Veröffentlicht am 25.03.2026
Mit dem Gebäudemodernisierungsgesetz steht die Wärmewende erneut vor einem Richtungswechsel. Die bisher geltende 65-Prozent-Quote soll gegen eine Biogastreppe ausgetauscht werden. Die Stiftung hat dazu eine Kurzbewertung verfasst, die die wichtigsten Anforderungen für die Umsetzung aus Sicht der Bau- und Heizungsindustrie aufgreift.
Berlin, 25.03.2026. Mit dem angekündigten Gebäudemodernisierungsgesetz (GMG) der Bundesregierung steht die deutsche Wärmewende erneut vor einem Richtungswechsel.

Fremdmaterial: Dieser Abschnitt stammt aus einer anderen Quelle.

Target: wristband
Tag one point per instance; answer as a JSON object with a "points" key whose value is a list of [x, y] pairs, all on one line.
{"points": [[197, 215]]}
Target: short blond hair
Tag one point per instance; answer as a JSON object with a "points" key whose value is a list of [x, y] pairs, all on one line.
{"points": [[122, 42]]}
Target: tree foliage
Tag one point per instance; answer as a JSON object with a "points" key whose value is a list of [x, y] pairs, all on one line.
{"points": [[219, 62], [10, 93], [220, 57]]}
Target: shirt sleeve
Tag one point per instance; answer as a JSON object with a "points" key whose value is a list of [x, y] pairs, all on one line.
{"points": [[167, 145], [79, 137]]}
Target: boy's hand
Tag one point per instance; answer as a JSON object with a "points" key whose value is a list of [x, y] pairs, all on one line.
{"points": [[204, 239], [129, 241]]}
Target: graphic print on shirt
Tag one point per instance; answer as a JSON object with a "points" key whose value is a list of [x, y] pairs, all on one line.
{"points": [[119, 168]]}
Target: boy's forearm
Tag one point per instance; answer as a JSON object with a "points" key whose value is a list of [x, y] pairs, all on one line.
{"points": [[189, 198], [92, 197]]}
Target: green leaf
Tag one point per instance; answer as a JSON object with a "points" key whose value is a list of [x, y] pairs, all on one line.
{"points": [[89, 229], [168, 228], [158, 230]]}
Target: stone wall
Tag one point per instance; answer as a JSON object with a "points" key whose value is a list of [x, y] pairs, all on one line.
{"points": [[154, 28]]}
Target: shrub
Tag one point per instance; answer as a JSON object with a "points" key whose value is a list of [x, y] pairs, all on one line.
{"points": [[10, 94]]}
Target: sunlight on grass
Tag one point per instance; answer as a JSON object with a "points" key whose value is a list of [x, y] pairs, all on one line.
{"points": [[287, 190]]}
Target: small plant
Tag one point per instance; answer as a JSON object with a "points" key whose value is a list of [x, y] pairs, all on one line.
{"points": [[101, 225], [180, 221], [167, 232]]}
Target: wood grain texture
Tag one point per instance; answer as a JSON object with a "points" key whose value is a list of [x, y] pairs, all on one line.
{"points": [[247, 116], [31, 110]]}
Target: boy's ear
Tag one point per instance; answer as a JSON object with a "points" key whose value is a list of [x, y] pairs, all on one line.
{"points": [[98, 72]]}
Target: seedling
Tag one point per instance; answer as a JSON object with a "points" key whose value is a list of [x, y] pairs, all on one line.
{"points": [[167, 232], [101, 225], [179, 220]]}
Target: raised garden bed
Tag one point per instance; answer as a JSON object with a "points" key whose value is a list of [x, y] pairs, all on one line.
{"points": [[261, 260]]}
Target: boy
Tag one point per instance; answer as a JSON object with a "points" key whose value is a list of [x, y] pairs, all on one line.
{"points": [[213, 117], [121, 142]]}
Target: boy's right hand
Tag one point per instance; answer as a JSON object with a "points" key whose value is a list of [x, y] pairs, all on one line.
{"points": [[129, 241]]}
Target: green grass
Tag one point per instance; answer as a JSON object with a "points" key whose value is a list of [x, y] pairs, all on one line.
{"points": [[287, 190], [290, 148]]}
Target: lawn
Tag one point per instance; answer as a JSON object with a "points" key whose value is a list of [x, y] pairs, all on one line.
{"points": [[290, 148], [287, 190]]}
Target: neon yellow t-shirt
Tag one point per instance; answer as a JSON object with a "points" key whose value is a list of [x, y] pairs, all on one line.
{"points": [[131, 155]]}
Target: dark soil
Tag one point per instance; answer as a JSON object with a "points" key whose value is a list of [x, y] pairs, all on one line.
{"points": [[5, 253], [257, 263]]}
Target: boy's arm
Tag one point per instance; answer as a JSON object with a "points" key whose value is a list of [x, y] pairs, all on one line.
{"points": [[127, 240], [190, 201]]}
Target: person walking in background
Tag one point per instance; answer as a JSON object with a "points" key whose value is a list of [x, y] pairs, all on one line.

Die bisher geltende 65-Prozent-Quote des Gebäudeenergiegesetzes (GEG) soll gestrichen werden. Stattdessen soll das GMG künftig auf eine Biogastreppe setzen. Damit verbunden sind weitreichende Auswirkungen für Unternehmen der Bau- und Heizungsindustrie sowie deren vorgelagerter Wertschöpfungskette. Um die Dekarbonisierung des Gebäudesektor zu stemmen, sind sie auf verlässliche Rahmenbedingungen für ihre Investitionen angewiesen. Die bisherigen Vorschläge des GMGs bieten hier jedoch keinen klaren und stabilen Investitionspfad. Aus Sicht der Stiftung sollten im weiteren Gesetzesverfahren deshalb folgende sechs Punkte berücksichtig werden.
1. Gesetzlicher Zielkorridor für Strom-Gas-Preisverhältnis
2. Rechtssichere Umsetzung der EPBD
3. Langfristige Verbesserung der Förderarchitektur
4. Gasnetz: Stilllegung strategisch begleiten
5. Modernisierungsumlage: Fehlanreize bei Vermietern vermeiden
6. Grüngase: Industriepolitische Einordnung
Vor dem Hintergrund der verfassungsrechtlichen Anforderungen und der langen Investitionszyklen im Gebäudesektor sollte das parlamentarische Verfahren und die Umsetzung der EPBD genutzt werden, um die wirtschaftlichen Steuerungsmechanismen zu präzisieren und klimaneutrale Technologien dauerhaft zur wirtschaftlich attraktivsten Option zu machen. Nur ein klar definierter, rechtssicherer Transformationspfad kann Investitionssicherheit schaffen und die Transformation des Gebäudesektors effizient voranbringen.